Keith Jarrett

La Fenice

Keith Jarrett is the pianist who has asserted the most influence on contemporary practice by shifting focus from a blues- or clavé-based bebop vocabulary to classically indebted complexity and abstraction grounded in implicit pulse. Since his 1971 ECM debut, Facing You, he’s released more than a dozen albums of such in-studio or onstage performances. La Fenice, documenting his 2006 concert at Venice, Italy’s Teatro La Fenice, is the first to be released since recordings of his 2008 Paris/London concerts were issued in 2009. And it’s an apt example of what Jarrett’s brought to this demanding format.
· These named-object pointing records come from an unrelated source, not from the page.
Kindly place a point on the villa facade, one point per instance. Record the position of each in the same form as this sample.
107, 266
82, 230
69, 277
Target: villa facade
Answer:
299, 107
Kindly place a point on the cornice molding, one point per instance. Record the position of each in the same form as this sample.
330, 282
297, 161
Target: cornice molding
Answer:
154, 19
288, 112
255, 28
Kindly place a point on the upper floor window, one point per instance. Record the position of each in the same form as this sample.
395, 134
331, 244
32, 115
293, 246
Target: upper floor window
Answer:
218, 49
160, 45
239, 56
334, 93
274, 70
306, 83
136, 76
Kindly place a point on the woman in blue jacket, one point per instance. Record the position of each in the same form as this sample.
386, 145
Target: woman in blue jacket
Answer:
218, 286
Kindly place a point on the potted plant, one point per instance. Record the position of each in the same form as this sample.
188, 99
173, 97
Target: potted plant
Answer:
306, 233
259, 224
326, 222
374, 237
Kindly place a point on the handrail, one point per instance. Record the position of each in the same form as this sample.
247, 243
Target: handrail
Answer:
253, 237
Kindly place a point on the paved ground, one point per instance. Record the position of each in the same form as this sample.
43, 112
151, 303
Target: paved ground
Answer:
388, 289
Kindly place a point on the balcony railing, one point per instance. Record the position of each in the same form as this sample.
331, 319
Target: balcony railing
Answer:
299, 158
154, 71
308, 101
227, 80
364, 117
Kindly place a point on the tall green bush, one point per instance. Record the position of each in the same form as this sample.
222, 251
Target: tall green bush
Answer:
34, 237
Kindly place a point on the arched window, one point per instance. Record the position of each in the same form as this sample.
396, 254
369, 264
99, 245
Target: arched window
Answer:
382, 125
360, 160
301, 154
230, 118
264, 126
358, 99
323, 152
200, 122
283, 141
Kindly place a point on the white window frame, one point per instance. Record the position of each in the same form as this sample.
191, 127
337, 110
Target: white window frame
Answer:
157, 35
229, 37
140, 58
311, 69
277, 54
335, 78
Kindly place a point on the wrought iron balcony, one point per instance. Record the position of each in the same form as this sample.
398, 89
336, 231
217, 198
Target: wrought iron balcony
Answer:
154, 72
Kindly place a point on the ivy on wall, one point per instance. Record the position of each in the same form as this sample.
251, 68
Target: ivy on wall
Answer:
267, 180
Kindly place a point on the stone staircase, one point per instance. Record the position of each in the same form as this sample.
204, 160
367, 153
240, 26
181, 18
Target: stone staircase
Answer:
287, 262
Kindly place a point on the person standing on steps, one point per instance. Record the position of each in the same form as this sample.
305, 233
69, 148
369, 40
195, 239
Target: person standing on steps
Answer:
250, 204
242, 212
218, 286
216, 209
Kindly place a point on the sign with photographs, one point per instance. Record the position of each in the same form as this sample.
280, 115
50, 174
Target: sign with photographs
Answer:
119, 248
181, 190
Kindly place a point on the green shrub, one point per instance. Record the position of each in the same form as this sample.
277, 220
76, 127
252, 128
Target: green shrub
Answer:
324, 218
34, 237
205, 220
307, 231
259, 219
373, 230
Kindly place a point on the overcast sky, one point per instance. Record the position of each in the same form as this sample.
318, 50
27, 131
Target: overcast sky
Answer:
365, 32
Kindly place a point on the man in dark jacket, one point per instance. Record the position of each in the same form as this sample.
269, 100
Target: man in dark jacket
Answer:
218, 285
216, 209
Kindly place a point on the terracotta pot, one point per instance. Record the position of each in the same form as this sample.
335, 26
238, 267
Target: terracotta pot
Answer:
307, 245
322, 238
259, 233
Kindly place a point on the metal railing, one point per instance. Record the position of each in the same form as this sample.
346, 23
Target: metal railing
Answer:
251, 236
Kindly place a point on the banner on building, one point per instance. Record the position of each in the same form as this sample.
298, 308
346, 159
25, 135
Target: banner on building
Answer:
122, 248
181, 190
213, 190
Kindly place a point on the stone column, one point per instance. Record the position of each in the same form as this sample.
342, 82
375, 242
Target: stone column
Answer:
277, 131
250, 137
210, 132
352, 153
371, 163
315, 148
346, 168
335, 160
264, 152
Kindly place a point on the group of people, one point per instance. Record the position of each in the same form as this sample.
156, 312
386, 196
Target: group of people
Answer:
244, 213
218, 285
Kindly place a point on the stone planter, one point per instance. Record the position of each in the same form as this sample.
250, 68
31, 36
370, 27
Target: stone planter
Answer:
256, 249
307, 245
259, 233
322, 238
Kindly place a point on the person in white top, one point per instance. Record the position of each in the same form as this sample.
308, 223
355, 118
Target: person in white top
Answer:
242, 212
With remarkable concentration for more than 70 minutes (there’s a four-minute pause three-quarters of the way through, during which he detours into Gilbert and Sullivan’s “The Sun Whose Rays”), the pianist creates a suite of loosely related explorations, evidently using no pre-prepared material. All of Jarrett’s hallmarks are here: free-flowing, virtuosic finger work, continuity and development of original ideas, sensitive touch and attention to dynamics, demonstration of vast harmonic knowledge and rhythmic surety. The pianist’s absorption of classical compositions, particularly those of Bach, the late Romantics and early modernists, dominate this performance; there’s no blues connotation until “Part III.”
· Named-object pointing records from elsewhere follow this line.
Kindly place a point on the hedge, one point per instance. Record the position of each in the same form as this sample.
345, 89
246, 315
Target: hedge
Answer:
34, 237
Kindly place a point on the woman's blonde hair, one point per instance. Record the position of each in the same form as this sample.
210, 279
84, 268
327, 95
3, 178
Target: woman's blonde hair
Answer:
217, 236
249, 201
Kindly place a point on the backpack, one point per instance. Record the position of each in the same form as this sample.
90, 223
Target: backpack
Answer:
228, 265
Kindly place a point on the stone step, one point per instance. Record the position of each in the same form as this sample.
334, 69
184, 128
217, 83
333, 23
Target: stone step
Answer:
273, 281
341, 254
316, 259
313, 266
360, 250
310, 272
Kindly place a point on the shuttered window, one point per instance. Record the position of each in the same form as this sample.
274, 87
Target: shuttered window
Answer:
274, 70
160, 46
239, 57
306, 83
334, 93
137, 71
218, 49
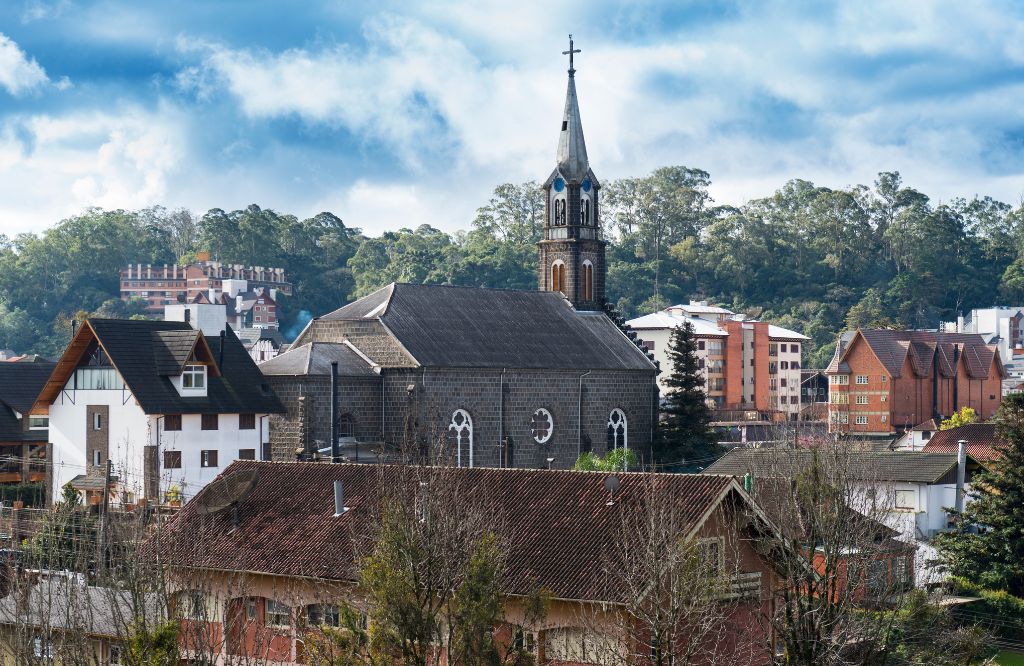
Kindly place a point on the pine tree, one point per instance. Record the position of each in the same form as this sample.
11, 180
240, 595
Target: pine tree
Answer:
685, 439
994, 556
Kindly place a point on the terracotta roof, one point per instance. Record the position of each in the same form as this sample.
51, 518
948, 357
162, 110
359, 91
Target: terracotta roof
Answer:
557, 523
981, 441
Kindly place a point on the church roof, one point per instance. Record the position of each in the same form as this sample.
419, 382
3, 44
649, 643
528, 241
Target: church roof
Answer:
469, 327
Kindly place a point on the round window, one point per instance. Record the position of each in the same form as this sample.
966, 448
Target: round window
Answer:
542, 425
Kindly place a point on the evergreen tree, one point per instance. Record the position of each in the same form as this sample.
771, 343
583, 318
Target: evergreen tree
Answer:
994, 556
685, 439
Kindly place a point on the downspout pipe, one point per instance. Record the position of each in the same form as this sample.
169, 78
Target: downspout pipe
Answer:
580, 416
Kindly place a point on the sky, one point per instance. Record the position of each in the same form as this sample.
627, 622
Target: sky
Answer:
393, 115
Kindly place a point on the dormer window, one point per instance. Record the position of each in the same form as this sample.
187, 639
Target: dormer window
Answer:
194, 377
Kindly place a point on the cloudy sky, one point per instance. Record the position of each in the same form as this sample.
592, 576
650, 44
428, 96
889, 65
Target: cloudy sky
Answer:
397, 114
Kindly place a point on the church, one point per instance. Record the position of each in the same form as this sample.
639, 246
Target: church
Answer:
479, 377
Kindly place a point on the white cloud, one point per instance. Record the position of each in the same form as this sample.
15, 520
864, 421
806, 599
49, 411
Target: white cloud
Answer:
18, 73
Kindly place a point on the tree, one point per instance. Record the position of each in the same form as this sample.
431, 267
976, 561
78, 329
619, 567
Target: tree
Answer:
993, 556
965, 416
685, 438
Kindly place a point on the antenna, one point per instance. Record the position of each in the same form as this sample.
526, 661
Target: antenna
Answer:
226, 492
611, 484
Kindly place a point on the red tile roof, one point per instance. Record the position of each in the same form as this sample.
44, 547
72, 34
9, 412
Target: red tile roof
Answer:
557, 523
981, 441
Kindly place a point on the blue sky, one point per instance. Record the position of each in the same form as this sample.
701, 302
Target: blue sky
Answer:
397, 114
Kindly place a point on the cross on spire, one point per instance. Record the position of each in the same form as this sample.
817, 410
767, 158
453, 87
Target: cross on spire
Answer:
569, 53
Although Jarrett’s improvisation begins with a crisp, keyboard-ranging investigation, by “Part IV” he’s established a reflective, autumnal mood that, despite a relatively upbeat “Part V” and the walking blues of “Part VIII,” continues through his encores. The finale, his own “Blossom,” is melancholy, not so far-reaching as Jarrett’s suite, but revealing of the artist’s tender, yearning heart.